We’re excited to announce the launch of Sensible’s confidence signals for our natural language methods. Confidence signals gauge the accuracy of LLM extractions similar to how machine learning models use confidence scores.
Common sources of extraction uncertainty, such as multiple possible answers, partial or incomplete answers, uncertain answers, or no answers were returned without proper context. Sensible’s confidence signals now identify these sources of uncertainty, enabling you to enhance your LLM prompting to achieve better extraction results.
Why confidence scores aren’t ideal for LLMs: Using confidence signals to ensure your prompt returns accurate results
The main purpose of any confidence indicator, be it a quantitative score or a qualitative signal, is to highlight potential uncertainties for human review. Sensible's confidence signals help you understand how the LLM interprets your prompts and suggest improvements to achieve more accurate results.

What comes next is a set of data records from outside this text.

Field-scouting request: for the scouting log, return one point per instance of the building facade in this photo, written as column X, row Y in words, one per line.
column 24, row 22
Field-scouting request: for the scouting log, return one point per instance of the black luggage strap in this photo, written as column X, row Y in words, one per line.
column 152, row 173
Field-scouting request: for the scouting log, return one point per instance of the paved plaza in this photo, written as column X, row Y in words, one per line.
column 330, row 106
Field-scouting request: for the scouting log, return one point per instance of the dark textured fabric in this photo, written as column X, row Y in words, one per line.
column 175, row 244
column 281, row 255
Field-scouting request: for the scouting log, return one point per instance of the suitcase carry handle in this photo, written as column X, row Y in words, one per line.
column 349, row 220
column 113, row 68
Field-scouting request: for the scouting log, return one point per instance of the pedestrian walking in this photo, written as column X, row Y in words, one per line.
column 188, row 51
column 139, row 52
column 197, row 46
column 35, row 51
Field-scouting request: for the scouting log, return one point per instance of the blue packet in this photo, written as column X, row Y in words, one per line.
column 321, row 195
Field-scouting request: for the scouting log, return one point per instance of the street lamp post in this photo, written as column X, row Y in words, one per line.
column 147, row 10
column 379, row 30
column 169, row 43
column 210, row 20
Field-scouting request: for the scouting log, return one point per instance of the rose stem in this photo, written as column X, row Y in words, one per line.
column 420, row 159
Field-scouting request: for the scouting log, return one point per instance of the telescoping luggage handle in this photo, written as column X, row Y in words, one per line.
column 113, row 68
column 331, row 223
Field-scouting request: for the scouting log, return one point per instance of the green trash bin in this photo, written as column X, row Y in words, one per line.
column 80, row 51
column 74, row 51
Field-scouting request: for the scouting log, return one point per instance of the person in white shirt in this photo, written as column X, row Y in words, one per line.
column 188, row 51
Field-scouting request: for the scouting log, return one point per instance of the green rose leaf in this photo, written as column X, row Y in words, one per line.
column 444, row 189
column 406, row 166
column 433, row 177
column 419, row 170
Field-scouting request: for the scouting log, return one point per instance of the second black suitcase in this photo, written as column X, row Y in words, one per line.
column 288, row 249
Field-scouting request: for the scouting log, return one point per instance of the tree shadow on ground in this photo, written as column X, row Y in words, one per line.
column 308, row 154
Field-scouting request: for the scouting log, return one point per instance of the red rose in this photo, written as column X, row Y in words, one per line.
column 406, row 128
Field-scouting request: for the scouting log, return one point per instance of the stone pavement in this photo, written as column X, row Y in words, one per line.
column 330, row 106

How Sensible’s confidence signals work
To generate confidence signals, Sensible generates an uncertainties property for each extractable field. This property asks the LLM to identify its confidence about an answer, with an exhaustive list of considerations, including:
- Partial answer found: an answer is produced, but the LLM isn’t confident that it fully addresses your query
- Multiple answers found: an answer is produced, but the LLM has identified multiple answers that could work
- No answer found, query too ambiguous: the LLM is unable to identify an answer because of the prompt’s ambiguity
- Answer found: the LLM is confident about the produced answer, and will be able to successfully reproduce the extraction across varying document types
- No answer found: an answer cannot be produced from the context
If the model displays any uncertainty, the appropriate confidence signal is returned with the extraction. From there, you can manually review the extraction, and alter the initial prompt when necessary. Over time, confidence signals help you to create more robust prompts, increasing extraction accuracy and reducing the need for human review.